De acordo com a nova lei, a pena para hackers vai de 1 a 4 anos de prisão, com agravante para casos onde há prejuízo econômico, além de multa.  Para crime de fraude, ela vai de 4 a 8 anos de prisão. Caso tenha sido utilizado sistema mantido fora do Brasil para praticar o crime, a pena é aumentada de 1/3 a 2/3.

O texto também prevê que o estelionato praticado contra idoso ou vulnerável tem pena aumentada de 1/3 ao dobro, o que vai ocasionar uma avalanche de processos contra os golpistas, principalmente os fraudadores de seguros e da previdência social (INSS).

O agora Art. 154-A, define como crime, se o meliante invadir dispositivo informático de uso alheio, conectado ou não à rede de computadores, com o fim de obter, adulterar ou destruir dados ou informações sem autorização expressa ou tácita do usuário do dispositivo ou de instalar vulnerabilidades para obter vantagem ilícita, tendo seu agravante se da invasão virtual resultar prejuízo econômico, cito como um exemplo: “A clonagem das redes whatsapp e Facebook para pedir dinheiro a terceiros”.

A Nova Lei criou a modalidade de “Estelionato Virtual contra Idoso”, no art. 171 §4º da Nova Lei, reza que e o crime fica agravado se cometido contra idoso ou pessoa vulnerável, considerada a relevância do resultado gravoso.

Outra modalidade de crime enquadrada é a da “fraude via telefônica”, no Art. 171, § 2º-A, se a fraude é cometida com a utilização de informações fornecidas pela vítima ou por terceiro induzido a erro por meio de redes sociais, contatos  telefônicos ou envio de correio eletrônico fraudulento, ou por qualquer outro meio fraudulento análogo, é considerado estelionato com penas aumentadas na Nova Lei, como exemplo cito: “a famosa ligação do presídio solicitando resgate de sequestro de parentes”, “as ligações do golpe de deposite e ganhe”, “o sorteio que precisa de depósitos”, dentre outros.
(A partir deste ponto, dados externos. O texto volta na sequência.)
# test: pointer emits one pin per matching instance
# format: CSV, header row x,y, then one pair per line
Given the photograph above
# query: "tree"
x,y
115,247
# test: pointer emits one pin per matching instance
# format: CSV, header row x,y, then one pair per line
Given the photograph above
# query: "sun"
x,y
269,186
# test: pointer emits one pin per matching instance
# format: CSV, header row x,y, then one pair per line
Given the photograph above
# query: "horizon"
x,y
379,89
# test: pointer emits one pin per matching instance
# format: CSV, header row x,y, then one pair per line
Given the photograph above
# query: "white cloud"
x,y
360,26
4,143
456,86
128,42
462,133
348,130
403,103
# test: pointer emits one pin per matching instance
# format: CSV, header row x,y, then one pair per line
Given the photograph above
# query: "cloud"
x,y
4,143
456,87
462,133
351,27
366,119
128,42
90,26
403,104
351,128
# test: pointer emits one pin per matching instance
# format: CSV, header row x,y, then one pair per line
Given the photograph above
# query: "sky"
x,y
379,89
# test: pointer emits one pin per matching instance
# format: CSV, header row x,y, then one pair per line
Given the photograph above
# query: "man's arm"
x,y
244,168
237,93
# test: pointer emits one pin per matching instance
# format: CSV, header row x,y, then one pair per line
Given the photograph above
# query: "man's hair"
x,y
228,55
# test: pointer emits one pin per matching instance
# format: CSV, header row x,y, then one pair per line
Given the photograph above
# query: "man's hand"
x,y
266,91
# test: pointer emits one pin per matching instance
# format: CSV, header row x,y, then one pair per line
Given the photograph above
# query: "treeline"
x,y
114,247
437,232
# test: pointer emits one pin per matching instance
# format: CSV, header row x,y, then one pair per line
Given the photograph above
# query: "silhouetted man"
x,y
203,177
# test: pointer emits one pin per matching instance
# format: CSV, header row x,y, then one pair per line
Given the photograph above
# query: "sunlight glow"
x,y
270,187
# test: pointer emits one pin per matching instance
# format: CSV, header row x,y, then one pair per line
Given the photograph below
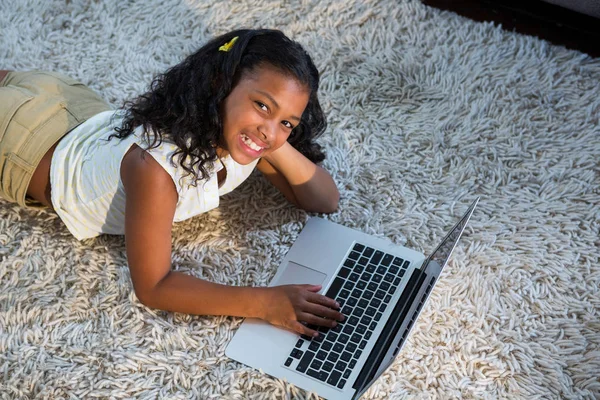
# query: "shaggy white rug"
x,y
427,110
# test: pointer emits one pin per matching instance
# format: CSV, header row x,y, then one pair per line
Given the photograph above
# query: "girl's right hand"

A mudança com a Nova Lei, altera o Art.70 do Código Penal, e, atinge também os crimes de estelionatos praticados com cheques, depósitos bancários, a competência do foro (lugar para propor a demanda) é definida pelo local do domicílio da vítima.

A Nova Lei, visa a diminuir os crimes pelos meios eletrônicos, agora com pena de reclusão de 4 a 8 anos, antes a pena máxima era de um ano, e, na prática, os hackers e crackers dificilmente iam para a cadeia, com a alteração, a lei 14.155/21 apelidada de “Lei do hacker”, visa ser aplicada de imediato, principalmente nos dias atuais em tempos de Pandemia de Covid-19,  em que houve aumento das compras on line, e tal aumento de penas, serve como uma espécie de efeito pedagógico para inibir a atuação dos golpistas na internet.